Reagents and conditions: (i) Ac₂O, 138 °C, 2 h; (ii) (1) R⁴Li, THF, 0 °C, 2 h; (2) TMSCl, 0–25 °C, 15 min; (iii) R⁴ MgX, Et₂O, 0–25 °C, 16 h; (iv) AcCl, DMAP, pyridine, CH₂Cl₂, 25 °C, 16 h; (v) R⁴ MgX, THF, 25 °C, 30 min, 67 °C, 2 h; (vi) H₂N(CH₂)_nCH₂R³, EtOH, 160 °C (MW), 2 h; (vii) NaBH₄, EtOH, 78 °C, 16 h.

Scheme 5. Shortened Synthetic Strategy for the Preparation of 3,4-Dihydroquinazoline Analogues Substituted at R⁴ (For Details of Individual Substituents, See Table 5)

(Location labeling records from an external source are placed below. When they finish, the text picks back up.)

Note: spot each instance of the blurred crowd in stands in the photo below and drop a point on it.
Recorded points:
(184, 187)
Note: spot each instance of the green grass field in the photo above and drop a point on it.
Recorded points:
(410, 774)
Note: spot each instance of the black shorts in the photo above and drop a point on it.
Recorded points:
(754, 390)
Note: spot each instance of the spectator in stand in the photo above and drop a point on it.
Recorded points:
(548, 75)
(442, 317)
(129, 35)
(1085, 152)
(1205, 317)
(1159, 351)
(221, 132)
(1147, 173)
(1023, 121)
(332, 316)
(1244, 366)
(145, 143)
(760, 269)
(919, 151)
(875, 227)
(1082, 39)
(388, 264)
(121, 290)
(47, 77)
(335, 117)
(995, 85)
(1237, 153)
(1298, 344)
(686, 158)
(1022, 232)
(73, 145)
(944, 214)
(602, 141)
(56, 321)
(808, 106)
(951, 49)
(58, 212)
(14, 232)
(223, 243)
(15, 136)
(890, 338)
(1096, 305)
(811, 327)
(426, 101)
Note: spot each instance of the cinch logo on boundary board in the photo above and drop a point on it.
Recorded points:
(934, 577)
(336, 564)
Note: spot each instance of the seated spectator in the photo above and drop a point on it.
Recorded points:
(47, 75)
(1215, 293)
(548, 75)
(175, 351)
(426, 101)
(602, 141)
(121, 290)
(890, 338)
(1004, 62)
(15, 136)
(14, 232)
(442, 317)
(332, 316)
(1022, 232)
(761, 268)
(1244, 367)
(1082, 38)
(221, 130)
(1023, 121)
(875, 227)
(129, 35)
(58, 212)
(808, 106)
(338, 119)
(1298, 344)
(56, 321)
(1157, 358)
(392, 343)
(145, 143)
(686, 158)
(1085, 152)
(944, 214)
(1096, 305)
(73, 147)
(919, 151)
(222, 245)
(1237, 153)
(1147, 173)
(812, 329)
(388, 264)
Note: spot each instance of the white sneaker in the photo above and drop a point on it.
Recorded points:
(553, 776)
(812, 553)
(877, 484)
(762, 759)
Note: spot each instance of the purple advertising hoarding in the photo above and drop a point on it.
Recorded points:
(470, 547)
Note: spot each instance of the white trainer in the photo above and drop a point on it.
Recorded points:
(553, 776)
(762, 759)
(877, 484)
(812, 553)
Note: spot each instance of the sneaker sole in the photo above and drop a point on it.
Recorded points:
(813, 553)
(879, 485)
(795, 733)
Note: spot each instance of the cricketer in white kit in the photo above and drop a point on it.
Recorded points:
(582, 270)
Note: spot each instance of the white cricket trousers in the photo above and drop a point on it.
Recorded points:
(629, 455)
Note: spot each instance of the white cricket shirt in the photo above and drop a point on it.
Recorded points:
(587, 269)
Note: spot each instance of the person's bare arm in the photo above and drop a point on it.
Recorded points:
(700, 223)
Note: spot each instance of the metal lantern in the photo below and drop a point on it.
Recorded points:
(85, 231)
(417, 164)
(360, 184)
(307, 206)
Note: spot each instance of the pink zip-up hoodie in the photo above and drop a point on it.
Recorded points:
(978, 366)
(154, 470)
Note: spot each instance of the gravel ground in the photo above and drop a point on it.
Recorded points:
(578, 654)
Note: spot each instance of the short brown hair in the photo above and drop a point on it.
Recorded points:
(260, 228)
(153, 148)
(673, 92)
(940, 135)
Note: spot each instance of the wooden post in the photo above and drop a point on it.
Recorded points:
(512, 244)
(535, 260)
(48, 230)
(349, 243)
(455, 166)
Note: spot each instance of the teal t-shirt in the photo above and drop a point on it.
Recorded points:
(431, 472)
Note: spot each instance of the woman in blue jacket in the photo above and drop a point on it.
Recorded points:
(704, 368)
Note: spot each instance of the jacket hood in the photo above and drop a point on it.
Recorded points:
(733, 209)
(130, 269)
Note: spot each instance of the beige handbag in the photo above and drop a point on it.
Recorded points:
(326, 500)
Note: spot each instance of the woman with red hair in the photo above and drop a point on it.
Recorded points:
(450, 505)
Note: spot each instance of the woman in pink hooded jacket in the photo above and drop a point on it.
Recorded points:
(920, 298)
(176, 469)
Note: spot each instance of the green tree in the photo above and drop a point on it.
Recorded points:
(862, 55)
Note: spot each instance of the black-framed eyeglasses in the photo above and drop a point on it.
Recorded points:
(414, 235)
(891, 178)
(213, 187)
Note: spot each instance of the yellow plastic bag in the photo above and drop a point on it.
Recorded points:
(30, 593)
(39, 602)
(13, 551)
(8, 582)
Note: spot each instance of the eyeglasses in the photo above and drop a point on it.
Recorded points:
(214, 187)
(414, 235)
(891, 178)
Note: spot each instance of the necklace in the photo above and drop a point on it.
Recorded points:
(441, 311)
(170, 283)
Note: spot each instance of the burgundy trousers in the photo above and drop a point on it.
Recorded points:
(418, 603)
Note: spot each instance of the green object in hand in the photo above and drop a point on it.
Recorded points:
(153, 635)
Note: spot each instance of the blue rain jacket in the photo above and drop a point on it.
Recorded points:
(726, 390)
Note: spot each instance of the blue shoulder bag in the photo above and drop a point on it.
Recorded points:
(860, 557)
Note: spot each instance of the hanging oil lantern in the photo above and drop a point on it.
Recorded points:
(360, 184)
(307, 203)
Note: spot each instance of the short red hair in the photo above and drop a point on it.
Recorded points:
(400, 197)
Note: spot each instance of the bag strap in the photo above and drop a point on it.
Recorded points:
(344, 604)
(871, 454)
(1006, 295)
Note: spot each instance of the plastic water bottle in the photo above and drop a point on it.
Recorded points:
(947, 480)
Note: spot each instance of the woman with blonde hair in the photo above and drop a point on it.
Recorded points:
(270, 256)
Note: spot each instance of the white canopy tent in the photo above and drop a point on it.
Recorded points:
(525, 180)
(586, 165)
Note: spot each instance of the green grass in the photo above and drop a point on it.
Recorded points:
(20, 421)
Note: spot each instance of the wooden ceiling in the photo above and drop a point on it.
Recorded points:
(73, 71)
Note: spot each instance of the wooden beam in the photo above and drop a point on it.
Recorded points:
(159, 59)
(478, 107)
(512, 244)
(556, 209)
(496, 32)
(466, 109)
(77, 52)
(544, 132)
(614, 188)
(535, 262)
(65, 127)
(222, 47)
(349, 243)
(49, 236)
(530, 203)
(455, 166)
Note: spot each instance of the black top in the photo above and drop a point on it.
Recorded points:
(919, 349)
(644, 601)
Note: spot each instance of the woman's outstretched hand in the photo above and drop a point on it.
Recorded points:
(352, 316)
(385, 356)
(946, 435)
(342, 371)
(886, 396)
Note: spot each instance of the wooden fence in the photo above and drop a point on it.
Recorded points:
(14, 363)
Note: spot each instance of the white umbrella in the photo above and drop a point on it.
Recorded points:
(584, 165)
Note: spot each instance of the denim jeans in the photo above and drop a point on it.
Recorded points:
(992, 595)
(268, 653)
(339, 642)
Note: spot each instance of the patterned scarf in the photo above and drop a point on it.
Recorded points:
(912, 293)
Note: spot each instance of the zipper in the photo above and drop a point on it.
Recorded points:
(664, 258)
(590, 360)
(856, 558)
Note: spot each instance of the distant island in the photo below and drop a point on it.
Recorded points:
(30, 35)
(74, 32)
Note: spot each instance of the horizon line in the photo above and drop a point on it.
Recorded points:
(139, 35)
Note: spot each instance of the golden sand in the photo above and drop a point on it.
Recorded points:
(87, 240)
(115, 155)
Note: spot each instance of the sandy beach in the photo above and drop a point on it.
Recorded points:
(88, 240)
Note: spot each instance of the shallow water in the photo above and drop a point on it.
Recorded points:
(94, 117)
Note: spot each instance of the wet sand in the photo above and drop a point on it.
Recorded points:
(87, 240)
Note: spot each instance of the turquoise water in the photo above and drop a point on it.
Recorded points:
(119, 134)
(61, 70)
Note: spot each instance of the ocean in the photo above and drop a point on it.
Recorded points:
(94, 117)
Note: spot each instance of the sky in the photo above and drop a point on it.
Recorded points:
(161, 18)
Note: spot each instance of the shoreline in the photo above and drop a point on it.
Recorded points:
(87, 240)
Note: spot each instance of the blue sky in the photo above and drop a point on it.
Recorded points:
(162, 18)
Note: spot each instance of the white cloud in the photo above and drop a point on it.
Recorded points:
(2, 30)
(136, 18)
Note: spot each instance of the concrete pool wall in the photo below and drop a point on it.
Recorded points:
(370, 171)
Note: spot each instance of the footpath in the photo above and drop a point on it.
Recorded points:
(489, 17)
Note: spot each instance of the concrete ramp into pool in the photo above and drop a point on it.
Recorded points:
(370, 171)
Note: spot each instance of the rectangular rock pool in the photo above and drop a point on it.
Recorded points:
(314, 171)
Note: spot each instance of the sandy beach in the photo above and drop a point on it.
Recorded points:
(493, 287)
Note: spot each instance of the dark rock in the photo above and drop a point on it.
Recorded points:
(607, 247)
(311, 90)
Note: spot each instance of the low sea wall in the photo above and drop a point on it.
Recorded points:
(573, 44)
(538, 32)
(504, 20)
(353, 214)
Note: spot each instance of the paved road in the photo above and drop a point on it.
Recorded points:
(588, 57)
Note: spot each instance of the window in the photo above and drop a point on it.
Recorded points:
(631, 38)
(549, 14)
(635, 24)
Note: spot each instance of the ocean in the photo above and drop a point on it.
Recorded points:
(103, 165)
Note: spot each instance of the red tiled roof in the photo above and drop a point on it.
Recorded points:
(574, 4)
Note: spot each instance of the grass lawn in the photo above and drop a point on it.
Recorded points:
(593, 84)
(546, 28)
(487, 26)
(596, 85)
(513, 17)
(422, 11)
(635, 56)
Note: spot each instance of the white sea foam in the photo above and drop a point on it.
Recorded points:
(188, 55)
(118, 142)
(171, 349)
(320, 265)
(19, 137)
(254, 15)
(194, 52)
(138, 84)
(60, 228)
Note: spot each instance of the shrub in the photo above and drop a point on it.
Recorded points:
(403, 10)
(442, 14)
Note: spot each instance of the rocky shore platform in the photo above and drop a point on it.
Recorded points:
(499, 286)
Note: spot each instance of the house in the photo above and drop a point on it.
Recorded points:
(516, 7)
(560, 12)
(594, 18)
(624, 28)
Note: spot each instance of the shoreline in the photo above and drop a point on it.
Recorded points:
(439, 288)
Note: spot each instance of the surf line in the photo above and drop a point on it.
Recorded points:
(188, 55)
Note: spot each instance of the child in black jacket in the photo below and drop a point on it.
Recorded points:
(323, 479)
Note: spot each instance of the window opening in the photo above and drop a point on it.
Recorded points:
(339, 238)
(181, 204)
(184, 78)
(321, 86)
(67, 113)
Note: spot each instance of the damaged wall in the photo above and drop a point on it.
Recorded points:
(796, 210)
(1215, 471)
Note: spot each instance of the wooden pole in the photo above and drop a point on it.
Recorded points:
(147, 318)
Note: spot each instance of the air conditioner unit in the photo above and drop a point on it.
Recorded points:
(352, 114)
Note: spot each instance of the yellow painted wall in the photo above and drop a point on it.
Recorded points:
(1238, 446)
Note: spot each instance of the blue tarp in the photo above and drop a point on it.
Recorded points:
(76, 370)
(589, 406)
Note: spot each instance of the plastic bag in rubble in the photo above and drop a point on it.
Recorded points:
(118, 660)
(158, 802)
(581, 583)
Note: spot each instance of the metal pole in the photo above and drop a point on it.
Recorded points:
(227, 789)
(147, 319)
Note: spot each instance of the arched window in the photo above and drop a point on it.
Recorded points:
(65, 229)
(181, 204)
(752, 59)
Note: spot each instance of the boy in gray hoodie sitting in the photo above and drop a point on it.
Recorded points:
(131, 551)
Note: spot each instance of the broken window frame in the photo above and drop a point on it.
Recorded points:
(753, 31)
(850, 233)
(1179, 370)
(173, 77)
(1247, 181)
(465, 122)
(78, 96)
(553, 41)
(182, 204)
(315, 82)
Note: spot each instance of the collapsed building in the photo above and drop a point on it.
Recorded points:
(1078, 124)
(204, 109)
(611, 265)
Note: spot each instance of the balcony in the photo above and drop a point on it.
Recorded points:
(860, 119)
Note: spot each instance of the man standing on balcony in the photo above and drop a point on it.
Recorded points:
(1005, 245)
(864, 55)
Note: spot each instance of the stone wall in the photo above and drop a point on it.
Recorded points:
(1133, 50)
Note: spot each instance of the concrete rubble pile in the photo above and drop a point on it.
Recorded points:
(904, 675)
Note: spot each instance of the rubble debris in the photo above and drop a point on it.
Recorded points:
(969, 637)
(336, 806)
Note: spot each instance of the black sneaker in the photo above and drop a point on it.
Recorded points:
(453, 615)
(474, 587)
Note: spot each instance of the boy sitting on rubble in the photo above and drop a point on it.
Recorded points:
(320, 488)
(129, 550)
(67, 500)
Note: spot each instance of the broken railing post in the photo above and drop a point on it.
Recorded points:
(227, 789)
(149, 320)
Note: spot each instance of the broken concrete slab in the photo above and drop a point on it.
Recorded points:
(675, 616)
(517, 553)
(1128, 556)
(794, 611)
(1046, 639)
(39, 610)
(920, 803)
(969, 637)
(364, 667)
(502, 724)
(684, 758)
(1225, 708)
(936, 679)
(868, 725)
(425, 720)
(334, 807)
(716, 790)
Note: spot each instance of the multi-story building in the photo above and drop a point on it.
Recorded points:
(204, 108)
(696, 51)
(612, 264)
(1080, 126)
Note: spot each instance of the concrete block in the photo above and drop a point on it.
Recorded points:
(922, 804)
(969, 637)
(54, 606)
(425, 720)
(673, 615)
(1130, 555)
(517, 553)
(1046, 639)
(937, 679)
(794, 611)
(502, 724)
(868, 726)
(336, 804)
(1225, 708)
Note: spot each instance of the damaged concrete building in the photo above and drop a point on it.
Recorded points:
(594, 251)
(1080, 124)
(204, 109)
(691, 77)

Reagents and conditions: (i) (1) 1-(2-aminoethyl)piperidine, CH₂Cl₂, 25 °C, 1 h; (2) formamide, 130 °C (MW), 10 min; (ii) R⁴ MgCl, THF, 0–25 °C, 2–4 h; (iii) BF₃·OEt, HSiEt₃, CH₂Cl₂, 25 °C, 16 h.

Figure 3

SAR derived from screening analogues 1a–n (Table 1).

Figure 4

The X-ray protein crystal structure of 1a in complex with T. brucei TryR. (A) and (B) show two orientations, rotated about 90°, of the TryR–compound 1a complex active site showing experimental density (magenta) for the inhibitor contoured at 2.5 σ. Compound 1a is shown in blue and FAD in turquoise. Carbon atoms are shown in brown, oxygens in red, nitrogens in dark blue, and sulfurs in yellow. Important residues have been highlighted in black including Trp21 and Met113, forming the hydrophobic wall and electron donor Glu18. Those residues involved in binding the halogen component are labeled in green, and those involved in the novel hydrophobic pocket are in blue. (C) Shows the same complex with the solvent accessible surface shown in beige and the ligand in green to demonstrate where the inhibitor is occupying subpockets within the active site cleft. (D) Surface representation of TryR active site cleft with bound compound 1a. The structure of T[SH]₂ (yellow) bound to TryR from PDB entry 2wow has been overlaid.

Figure 5

The crystallographically determined binding orientations of compounds 6a, 11e, 13e, and 29a overlaid in the active site of the TryR–1a complex structure. 1a is displayed in cyan, 6a in orange, 11e in magenta, 13e in green, and 29a in yellow. The 3,4-dihydroquinazoline and phenyl ring systems overlay well, while the more variable and flexible N3-substituents point out into the active site opening in a variety of orientations.

Figure 6

Summary of the development of hit compound 1a by an initial chemistry-driven approach and subsequent structure-based inhibitor design strategy. The units for ligand efficiencies (Lig. eff.) are kcal mol^–1 per non-hydrogen atom.